Responses of leaf photosynthetic traits, water use efficiency, and water relations in five urban shrub tree species under drought stress and recovery

Abstract

In urban shrub trees, the species-specific photosynthetic response and water-use properties are related to the xylem anatomy of the petiole. It is becoming essential to select urban tree species based on drought response in warm temperate regions, because water limitation is prone to occur in an urban environment, and furthermore, urban warming along with global warming intensifies drought stress even in relatively humid regions.
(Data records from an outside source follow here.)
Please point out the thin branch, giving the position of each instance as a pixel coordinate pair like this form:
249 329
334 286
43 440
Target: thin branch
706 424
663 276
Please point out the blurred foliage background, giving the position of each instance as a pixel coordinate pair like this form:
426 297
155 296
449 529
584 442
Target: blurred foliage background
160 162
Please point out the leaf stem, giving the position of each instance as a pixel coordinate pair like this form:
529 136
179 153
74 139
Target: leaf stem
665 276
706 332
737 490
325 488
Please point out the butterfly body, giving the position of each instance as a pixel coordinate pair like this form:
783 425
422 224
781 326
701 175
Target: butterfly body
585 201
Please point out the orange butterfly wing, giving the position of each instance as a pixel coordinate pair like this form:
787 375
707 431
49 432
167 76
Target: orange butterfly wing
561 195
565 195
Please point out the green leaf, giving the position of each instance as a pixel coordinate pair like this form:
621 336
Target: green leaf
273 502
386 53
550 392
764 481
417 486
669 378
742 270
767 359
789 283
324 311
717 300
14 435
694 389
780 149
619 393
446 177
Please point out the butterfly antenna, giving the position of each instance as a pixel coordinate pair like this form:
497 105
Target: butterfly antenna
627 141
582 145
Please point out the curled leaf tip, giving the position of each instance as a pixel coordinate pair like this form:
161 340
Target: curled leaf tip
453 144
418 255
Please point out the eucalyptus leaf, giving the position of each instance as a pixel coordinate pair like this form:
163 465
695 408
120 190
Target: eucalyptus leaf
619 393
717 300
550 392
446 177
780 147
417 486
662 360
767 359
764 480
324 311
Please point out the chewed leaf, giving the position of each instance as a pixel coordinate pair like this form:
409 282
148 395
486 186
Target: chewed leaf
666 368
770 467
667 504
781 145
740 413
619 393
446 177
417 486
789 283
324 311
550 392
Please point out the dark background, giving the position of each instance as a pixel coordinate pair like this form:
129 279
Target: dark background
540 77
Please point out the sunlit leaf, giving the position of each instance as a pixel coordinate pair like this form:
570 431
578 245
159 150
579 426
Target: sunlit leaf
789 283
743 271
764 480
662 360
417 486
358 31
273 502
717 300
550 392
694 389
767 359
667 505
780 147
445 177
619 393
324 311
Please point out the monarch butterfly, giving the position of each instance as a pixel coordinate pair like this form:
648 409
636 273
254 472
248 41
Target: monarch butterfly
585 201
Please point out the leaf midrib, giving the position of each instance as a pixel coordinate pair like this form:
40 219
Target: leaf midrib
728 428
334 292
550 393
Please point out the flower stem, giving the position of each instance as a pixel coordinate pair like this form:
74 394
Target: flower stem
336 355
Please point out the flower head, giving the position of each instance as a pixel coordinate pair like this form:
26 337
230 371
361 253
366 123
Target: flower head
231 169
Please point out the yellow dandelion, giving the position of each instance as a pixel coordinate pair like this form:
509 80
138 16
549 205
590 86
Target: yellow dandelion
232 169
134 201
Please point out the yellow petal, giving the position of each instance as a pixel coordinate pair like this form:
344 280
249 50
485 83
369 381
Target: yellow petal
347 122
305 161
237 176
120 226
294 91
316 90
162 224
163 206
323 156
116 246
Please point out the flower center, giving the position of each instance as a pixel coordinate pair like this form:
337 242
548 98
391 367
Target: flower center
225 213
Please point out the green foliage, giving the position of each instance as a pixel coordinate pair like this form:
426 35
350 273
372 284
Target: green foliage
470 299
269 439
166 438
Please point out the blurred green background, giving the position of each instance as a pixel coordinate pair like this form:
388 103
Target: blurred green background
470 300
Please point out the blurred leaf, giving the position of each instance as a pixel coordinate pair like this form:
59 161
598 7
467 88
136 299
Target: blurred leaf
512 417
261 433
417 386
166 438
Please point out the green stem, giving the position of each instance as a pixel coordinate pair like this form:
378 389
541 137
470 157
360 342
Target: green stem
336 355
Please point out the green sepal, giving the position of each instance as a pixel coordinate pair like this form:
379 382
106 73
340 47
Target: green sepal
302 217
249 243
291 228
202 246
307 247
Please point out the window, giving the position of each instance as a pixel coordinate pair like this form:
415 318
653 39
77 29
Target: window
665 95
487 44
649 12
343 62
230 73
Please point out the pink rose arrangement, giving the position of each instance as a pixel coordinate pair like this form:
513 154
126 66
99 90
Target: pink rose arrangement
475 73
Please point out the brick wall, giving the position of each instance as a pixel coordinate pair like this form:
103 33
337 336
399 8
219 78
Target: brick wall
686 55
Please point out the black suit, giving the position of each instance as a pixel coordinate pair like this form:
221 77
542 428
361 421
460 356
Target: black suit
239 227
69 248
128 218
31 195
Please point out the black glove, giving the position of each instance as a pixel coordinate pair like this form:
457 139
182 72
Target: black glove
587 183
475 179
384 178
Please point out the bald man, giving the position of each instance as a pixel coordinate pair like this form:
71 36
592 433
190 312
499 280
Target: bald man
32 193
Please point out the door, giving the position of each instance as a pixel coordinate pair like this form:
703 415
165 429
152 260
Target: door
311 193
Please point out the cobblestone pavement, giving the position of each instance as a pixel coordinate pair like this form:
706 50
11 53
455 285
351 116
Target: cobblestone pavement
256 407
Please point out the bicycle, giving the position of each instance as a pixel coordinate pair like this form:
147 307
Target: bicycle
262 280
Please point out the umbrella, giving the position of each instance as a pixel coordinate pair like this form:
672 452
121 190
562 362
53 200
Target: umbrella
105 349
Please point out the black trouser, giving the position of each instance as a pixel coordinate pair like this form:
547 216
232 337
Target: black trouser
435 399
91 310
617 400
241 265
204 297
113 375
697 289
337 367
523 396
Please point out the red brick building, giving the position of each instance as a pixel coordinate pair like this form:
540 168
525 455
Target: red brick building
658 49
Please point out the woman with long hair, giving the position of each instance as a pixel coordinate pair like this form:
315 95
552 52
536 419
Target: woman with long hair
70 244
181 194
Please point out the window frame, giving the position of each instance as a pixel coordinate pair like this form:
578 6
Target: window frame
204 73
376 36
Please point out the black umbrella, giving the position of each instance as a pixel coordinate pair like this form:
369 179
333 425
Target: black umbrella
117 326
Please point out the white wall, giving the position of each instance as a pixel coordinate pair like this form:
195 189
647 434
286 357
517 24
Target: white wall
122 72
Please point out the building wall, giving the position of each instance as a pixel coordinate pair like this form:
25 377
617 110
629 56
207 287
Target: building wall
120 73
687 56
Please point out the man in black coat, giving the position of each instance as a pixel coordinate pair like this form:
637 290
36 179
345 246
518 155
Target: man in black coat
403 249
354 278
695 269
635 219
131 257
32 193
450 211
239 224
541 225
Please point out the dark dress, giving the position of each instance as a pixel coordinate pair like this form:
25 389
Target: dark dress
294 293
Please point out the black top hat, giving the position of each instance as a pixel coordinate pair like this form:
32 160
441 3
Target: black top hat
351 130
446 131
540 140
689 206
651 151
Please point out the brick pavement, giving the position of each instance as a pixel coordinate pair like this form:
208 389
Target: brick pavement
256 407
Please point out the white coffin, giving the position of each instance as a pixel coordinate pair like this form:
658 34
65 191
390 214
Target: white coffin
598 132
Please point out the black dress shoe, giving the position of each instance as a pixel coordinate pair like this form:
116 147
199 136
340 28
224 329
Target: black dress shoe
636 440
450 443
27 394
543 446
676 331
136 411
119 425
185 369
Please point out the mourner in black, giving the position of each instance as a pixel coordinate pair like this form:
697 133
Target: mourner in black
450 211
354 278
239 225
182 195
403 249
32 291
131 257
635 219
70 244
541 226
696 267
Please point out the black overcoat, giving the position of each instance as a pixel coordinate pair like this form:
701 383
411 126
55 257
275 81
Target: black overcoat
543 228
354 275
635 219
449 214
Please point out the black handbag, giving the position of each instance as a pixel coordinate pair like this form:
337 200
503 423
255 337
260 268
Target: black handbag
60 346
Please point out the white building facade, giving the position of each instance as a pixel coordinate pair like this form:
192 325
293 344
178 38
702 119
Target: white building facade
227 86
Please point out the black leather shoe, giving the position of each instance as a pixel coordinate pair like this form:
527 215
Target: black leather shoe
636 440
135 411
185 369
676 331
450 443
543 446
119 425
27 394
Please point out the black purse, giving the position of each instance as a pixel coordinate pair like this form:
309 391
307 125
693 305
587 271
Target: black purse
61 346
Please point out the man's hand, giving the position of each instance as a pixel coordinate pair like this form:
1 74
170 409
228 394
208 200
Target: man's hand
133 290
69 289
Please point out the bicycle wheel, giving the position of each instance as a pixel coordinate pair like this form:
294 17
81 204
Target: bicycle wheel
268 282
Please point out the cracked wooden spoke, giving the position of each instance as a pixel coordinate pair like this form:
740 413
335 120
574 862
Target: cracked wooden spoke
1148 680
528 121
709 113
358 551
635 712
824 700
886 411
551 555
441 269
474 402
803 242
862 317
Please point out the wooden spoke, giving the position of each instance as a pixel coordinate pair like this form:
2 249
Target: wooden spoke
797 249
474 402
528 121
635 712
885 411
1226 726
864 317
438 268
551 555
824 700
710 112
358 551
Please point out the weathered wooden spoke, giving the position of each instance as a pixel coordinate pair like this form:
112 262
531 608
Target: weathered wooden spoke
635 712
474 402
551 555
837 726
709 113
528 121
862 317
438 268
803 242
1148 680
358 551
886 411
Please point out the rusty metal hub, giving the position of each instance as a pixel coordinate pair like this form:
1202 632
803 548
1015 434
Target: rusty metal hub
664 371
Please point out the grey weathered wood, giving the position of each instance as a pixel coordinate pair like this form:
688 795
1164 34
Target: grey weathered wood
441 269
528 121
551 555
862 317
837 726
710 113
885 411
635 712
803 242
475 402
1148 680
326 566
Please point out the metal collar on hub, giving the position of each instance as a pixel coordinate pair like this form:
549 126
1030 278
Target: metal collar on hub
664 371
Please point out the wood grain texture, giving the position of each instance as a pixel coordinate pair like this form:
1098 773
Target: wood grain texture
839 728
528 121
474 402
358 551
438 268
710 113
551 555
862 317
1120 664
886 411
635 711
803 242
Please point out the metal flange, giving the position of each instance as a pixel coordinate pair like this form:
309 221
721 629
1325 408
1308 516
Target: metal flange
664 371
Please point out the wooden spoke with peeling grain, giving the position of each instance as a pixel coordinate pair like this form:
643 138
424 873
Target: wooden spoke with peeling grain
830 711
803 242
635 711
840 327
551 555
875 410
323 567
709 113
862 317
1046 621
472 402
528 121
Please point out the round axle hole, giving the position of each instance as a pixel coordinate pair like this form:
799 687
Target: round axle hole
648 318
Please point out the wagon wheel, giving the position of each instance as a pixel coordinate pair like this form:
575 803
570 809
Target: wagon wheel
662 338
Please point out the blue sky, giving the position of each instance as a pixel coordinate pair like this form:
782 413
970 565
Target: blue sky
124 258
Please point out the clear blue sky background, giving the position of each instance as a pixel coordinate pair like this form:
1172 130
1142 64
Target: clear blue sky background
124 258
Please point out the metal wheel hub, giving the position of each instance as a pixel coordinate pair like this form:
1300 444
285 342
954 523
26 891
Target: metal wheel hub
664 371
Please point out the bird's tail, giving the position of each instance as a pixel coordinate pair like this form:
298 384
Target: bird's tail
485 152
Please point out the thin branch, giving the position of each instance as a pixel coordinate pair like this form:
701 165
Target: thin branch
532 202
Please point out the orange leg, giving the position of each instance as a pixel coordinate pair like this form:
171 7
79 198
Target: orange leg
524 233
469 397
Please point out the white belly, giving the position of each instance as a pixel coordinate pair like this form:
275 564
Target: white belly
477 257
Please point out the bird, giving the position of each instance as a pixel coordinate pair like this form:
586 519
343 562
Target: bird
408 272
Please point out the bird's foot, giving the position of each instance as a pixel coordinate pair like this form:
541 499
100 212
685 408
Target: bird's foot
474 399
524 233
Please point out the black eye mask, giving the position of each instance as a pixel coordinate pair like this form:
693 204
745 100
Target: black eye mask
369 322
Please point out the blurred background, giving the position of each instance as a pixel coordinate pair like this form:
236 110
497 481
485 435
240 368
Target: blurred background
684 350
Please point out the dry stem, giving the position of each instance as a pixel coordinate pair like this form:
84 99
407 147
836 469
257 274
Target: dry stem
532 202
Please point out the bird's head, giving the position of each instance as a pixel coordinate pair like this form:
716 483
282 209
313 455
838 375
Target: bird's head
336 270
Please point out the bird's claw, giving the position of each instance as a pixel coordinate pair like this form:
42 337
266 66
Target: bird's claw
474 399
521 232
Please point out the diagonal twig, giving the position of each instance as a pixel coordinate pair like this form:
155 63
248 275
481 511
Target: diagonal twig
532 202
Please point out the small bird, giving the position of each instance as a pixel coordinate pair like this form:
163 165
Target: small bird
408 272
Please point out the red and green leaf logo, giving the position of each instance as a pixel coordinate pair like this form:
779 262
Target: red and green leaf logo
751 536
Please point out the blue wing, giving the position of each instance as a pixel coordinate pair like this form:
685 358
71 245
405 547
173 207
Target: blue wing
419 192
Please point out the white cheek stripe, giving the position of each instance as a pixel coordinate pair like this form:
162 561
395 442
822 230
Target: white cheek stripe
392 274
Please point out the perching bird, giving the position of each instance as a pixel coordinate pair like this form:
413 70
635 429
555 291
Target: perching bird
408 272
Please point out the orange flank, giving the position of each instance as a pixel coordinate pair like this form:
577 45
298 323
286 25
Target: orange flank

We focused on leaf photosynthesis, water use efficiency, and leaf water relations as key factors for the evaluation of drought response in urban trees, and compared their responses to drought stress and re-watering (recovery) in five major urban shrub tree species planted in Japan. In addition, species-specific xylem anatomical traits in the leaf petiole were evaluated. The five species showed diverse responses to drought and recovery. Rhaphiolepis umbellata possessed both the highest photosynthesis (A) and highest intrinsic water use efficiency (A/gs) under drought, as well as full recovery in the midday leaf water potential (Ψmid). These results suggest that R. umbellata is the most favorable species as an urban tree among the five species. In contrast, A and A/gs in Rhododendron obtusum were only 19% and 55%, respectively, of those in R. umbellata under drought, along with incomplete recovery in Ψmid. The responses of A, A/gs, and Ψmid for the other three species were intermediate between R. umbellata and R. obtusum. We found that during recovery, the species-specific coordination between photosynthesis and leaf hydraulic traits was mediated by stomatal regulation. The species with large stomatal conductance had both high photosynthesis and high leaf hydraulic conductance, along with a large vessel area in the leaf petiole. The selection of trees with consideration of the drought response, along with appropriate watering management, will improve the photosynthetic ability, and thus, will enhance CO2 absorption by urban trees.